Mayonnaise: Surely One of the Least Attractive Foods

Yesterday I wanted a tuna sandwich. But my mayonnaise was expired. (It is almost always expired. Along with salad dressing, mustard, vegetable oil, shortening, and a surprising number of canned goods, I always have to check the expiration date of mayonnaise before I eat it.) You can't have a tuna sandwich without mayonnaise, not with the quality of tuna these days, so I decided to make it. I had oil. I had eggs. I had lemon juice. I had a recipe titled "Homemade mayonnaise without tears," which I assume was written specifically for me.

Somewhat incredibly, it turned out just fine. Mayonnaise is tricky (apparently) because if it doesn't emulsify properly, it separates into an unpleasant mixture of egg yolk and oil that nobody even wants to look at much less eat.
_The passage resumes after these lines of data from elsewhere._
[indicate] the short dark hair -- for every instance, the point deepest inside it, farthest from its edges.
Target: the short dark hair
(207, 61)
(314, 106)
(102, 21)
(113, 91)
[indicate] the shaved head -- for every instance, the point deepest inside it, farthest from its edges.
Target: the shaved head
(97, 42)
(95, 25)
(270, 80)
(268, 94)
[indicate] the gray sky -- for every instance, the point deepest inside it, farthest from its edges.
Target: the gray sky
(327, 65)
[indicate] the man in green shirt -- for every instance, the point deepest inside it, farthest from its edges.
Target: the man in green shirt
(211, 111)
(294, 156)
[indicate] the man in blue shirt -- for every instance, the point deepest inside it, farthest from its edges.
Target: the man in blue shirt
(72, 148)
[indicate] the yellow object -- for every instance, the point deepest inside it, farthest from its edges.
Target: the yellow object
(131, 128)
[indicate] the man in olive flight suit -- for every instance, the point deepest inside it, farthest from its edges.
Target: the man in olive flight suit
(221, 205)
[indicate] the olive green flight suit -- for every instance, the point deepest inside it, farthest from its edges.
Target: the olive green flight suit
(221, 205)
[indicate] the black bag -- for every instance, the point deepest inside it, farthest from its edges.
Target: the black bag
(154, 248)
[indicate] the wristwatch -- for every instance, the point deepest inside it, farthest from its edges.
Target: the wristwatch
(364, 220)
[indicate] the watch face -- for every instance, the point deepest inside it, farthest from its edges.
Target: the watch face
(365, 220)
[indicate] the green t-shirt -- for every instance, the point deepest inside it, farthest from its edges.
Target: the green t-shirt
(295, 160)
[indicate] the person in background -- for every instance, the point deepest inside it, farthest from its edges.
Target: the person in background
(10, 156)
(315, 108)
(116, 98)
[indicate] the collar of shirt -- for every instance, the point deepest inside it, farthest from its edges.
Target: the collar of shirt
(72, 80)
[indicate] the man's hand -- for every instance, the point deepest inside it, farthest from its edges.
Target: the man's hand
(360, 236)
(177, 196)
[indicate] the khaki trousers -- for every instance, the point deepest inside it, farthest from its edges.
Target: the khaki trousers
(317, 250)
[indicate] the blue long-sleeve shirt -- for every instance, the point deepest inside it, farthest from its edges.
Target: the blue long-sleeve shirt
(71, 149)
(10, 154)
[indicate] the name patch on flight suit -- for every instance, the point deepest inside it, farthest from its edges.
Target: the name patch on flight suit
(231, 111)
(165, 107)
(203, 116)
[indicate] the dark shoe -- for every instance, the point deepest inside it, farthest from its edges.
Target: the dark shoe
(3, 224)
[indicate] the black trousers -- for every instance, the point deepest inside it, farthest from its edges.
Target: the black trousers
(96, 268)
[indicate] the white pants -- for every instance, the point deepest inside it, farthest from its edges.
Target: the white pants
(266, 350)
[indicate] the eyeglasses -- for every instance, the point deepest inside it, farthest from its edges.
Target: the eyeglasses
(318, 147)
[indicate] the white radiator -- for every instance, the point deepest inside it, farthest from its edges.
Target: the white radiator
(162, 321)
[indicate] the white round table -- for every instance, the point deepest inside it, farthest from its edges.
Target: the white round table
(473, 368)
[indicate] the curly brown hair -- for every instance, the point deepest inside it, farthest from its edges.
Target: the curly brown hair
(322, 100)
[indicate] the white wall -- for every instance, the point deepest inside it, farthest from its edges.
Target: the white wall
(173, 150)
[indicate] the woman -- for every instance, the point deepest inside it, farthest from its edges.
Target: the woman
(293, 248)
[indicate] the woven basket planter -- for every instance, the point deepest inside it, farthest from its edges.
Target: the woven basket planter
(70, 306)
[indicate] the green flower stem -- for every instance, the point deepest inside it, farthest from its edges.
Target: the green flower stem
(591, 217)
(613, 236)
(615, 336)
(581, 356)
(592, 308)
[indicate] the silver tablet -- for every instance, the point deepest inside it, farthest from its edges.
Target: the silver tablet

I followed the instructions, however, and added the oil very slowly. Drop by drop. For half an hour. I am not completely sure it was worth half an hour to make mayonnaise when I could have just had peanut butter and jelly, but I am unemployed. I have time.

It tasted slightly too lemony in the end, but at least it tasted like lemony mayonnaise, rather than lemony egg-oil mixture. I was so proud of myself that I put the remainder in a container and saved it, even though I knew I was not going to use it before it went bad, since it goes bad within a couple of days when it's homemade.

I guess I was feeling proactive today, because I hauled it out of the fridge again to chuck it before it had a chance to get foul. And I discovered that even when it's still good, day-old mayonnaise does not appeal.


Blegh. Good thing I satisfied my tuna sandwich craving yesterday.

5 comments:

Ivan said...

blech.

Anonymous said...

It looks a bit too yellow. Guess that might account for the overly overt lemon taste.

Glad you have had the experience - it may come in handy sometime (can't exactly think of what situation would call for quickly creating mayonnaise, but there must be something...like the Queen of England is in town and wants to drop by for a tuna sandwich).

Christi said...

Why... is it yellow? >,< ewwww.

I'm glad your adventures in mayonnaise didn't leave you permanently scarred, however. But I will fully admit that my desire for tuna sandwich would have ended with the fact that the mayo was past its expiration date (general gasp) and I would have either dealt with PB&J or gone out to buy more mayonnaise. Either situation leads to food in mah belly faster than hand making the mayonnaise. Which is of course my only requisite. ^_^

Unknown said...

ahhh....why?

Simon said...

If it makes anyone feel better, the yellow color is completely normal. It's from the egg yolk. It gets lighter the more vinegar or lemon juice you add. It's the store-bought kind that's unnatural, really. It just looks a lot better.